Le Mal-épris

Titre: Le Mal-épris

Autrice: Bénédicte Soymier

Editions Calmann Levy, 336 pages

Résumé

Paul est amer. Son travail est ennuyeux, il vit seul et envie la beauté des autres. Nourrie de ses blessures, sa rancune gonfle, se mue en rage. Contre le sort, contre l’amour, contre les femmes.
Par dépit, il jette son dévolu sur l’une de ses collègues. Angélique est vulnérable. Elle élève seule son petit garçon, tire le diable par la queue et traîne le souvenir d’une adolescence douloureuse.
Paul s’engouffre bientôt dans ses failles. Jusqu’au jour où tout bascule. Il explose.
Une radiographie percutante de la violence, à travers l’histoire d’un homme pris dans sa spirale et d’une femme qui tente d’y échapper.

Mon avis

Le Mal-épris
Le mal est pris.
Le mâle a pris.
Le mal appris…
Un roman noir en littérature blanche. Pas besoin de morts ni de vicères, tout est dit.
Les mots percutent.
L’histoire file.
Les personnages se décrivent et Paul s’immisce dans notre vie.
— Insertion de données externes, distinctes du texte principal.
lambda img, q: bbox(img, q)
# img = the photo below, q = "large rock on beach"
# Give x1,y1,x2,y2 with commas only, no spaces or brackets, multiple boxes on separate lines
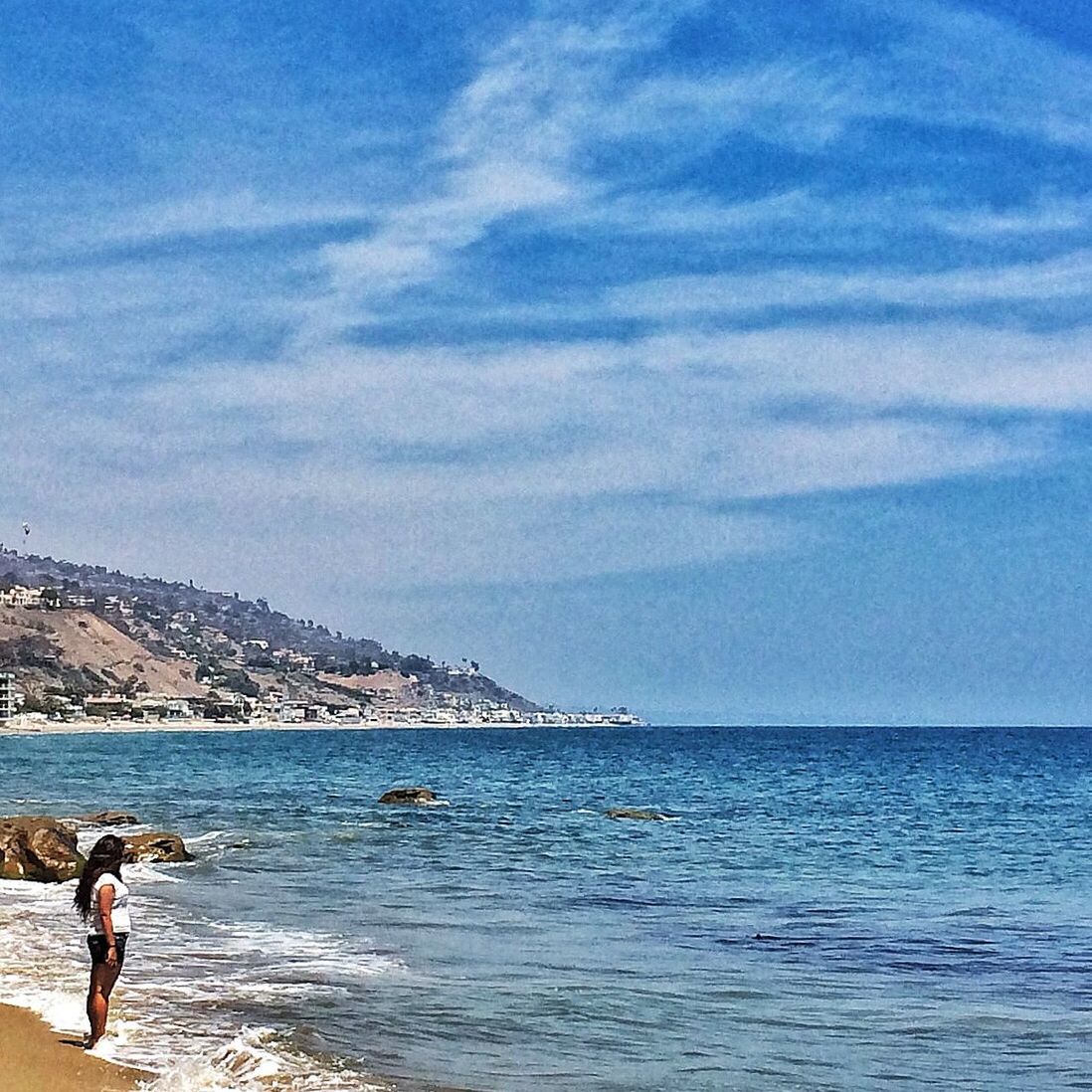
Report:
606,809,670,822
379,785,436,804
123,829,193,865
0,816,85,883
72,812,140,826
Paul, travaille à la poste. Il n’est pas beau, plutôt banal. Vit par procuration et a besoin de ne pas être seul. Son esprit doit être occupé.
Par une femme.
Mylène. Angélique. Émilie sa sœur. Les femmes sont présentes et il les détruit. Il a le mal en lui.


La plume de Benedicte Soymier est comme de la dentelle. Et quand on s’en approche on se rend compte que ses mots tissent une toile d’araignée de laquelle on ne peut s’échapper. J’ai été totalement happée par ce livre dévoré en un jour. J’ai été mal… hyper mal. Parce que ce qui percute ce n’est pas (que) la violence mais c’est la réalité. Ce qui se passe derrière les portes de certains appartements, des maisons, des vies simples, parfaites. Puis qui dérapent, grincent. Des vies qui cognent, qui ont besoin de laisser sortir quelque chose de mauvais, irréparable même en s’excusant mille fois.

J’ai vraiment adoré ce roman, ces phrases courtes, Paul cet être si particulier. On le déteste et pourtant on s’y attache, c’est paradoxal.


J’ai encore une petite nausée en écrivant cette chronique car je sais que ce texte reflète une vérité et que Paul reste là même quand on referme ce roman.
Puissant. À lire. Absolument.

Conclusion

Une caresse/claque qui vous attrape et ne vous lâche pas jusqu’à la fin. Caresse par la plume si fine, claque par l’histoire violente. Un roman nécessaire, à lire absolument!